ONTO INNOVATION INC (NYSE:ONTO) was identified as an affordable growth stock by our screener, which looks for companies with solid growth, reasonable valuations, and healthy financials. The company operates in the semiconductor equipment sector, providing metrology and inspection systems critical for advanced chip manufacturing.
Growth Prospects
Strong Historical Growth: ONTO has delivered impressive revenue growth, with a 21.2% increase in the past year and a 26.4% average annual growth rate over recent years. Earnings per share (EPS) grew by 42.4% last year, with a 37% average annual growth rate.
Positive Future Estimates: Analysts expect continued growth, with projected annual EPS growth of 16.6% and revenue growth of 12.7% in the coming years.
Valuation
Reasonable P/E Ratio: ONTO trades at a P/E ratio of 17.4, below both the industry average (43.8) and the S&P 500 (27.5).
Attractive Forward Multiples: Its forward P/E of 16.2 is also favorable compared to the broader market and sector peers.
Strong Free Cash Flow: The company’s price-to-free cash flow ratio is better than 84.6% of its industry peers.
Financial Health & Profitability
Excellent Balance Sheet: ONTO has no debt, a current ratio of 8.4, and a quick ratio of 6.7, indicating strong liquidity.

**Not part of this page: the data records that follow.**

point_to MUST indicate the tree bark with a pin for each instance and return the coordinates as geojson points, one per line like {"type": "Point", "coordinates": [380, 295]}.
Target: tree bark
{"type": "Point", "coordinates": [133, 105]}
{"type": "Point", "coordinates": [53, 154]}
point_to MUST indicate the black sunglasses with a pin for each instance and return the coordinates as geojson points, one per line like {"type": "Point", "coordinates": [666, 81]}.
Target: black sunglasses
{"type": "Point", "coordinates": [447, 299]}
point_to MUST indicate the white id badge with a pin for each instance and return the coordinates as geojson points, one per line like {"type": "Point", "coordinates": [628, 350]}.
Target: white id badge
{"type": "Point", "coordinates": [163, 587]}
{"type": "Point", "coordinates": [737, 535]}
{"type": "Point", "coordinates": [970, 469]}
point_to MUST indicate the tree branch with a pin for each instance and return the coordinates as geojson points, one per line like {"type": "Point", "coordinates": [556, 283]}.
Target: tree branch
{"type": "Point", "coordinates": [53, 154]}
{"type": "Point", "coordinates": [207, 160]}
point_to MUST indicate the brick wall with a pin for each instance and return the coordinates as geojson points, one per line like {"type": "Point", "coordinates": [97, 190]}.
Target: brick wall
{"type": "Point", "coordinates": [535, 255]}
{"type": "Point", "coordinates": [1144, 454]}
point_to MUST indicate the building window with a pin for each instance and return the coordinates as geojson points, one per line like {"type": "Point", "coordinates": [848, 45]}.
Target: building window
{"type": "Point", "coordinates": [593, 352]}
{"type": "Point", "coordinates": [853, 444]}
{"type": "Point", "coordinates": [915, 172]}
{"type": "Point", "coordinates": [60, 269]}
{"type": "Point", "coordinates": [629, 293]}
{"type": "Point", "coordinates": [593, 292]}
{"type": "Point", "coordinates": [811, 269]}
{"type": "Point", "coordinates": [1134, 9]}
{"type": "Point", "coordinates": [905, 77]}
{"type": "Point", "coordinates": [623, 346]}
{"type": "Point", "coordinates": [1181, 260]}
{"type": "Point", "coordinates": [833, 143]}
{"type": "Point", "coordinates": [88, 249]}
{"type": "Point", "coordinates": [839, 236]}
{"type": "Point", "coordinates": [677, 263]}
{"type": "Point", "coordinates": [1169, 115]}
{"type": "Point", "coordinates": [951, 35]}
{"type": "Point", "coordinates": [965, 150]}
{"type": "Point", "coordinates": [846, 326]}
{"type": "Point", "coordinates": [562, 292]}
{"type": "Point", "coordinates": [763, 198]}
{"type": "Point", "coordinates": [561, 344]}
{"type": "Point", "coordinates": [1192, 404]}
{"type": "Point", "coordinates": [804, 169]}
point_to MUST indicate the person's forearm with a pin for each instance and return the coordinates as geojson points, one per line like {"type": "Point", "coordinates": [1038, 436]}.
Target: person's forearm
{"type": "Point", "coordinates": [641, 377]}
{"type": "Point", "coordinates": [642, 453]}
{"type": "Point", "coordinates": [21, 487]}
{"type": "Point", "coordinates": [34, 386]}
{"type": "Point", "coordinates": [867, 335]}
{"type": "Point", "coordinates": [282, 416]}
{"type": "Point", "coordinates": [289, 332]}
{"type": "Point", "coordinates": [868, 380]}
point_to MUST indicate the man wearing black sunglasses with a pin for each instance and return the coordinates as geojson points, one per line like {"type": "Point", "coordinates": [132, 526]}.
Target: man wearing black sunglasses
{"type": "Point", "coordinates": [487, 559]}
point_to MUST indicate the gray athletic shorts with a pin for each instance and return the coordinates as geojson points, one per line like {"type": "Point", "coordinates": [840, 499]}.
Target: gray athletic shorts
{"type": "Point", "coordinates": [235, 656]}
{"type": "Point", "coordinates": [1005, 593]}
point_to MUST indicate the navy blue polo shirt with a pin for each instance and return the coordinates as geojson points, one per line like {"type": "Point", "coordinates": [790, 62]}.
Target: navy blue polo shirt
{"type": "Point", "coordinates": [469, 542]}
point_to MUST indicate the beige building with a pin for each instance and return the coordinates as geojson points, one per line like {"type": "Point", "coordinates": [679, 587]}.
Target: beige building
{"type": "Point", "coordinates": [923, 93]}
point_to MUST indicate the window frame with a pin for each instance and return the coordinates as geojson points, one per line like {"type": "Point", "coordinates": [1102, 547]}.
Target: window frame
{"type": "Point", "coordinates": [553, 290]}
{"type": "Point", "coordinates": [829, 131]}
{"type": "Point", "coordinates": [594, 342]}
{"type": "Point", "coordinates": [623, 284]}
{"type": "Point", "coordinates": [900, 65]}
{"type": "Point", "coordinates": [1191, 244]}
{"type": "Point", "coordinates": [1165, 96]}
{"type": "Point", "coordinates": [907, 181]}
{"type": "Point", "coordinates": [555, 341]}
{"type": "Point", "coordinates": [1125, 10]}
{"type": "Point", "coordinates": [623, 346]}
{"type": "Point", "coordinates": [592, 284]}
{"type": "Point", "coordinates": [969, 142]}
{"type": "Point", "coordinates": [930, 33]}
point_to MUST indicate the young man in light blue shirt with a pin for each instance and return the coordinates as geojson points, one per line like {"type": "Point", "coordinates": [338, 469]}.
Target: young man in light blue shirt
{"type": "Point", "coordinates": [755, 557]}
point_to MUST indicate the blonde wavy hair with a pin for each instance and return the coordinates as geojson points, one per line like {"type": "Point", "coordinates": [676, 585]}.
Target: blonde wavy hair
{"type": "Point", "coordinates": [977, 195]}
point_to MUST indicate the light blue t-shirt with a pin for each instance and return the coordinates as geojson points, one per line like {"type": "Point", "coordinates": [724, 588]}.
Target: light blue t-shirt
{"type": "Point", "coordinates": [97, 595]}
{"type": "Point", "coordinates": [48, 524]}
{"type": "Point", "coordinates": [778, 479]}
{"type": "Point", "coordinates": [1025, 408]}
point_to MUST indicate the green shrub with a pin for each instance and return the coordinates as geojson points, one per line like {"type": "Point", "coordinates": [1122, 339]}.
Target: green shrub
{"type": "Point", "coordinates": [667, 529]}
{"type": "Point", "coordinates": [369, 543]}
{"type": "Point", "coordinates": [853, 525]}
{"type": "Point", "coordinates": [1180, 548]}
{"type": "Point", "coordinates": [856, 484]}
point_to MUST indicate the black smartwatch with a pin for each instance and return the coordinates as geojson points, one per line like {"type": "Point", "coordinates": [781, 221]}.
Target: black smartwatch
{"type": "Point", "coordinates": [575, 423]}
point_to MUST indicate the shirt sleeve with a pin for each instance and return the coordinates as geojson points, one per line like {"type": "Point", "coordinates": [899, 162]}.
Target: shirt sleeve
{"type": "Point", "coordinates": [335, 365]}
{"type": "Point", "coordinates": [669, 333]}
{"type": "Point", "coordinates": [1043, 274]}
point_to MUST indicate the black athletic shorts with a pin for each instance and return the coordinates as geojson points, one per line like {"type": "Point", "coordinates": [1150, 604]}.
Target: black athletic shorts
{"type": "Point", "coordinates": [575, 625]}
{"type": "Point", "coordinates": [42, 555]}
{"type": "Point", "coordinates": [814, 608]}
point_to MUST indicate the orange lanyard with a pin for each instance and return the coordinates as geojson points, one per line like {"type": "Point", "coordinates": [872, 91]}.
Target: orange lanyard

High Profit Margins: The company boasts a 21.4% net profit margin and a 54.6% gross margin, outperforming most competitors.
Strong Returns: ONTO’s return on invested capital (10.7%) and return on equity (11.4%) are well above industry averages.
This is not investing advice. The observations here are based on data available at the time of writing. Always conduct your own research before making investment decisions.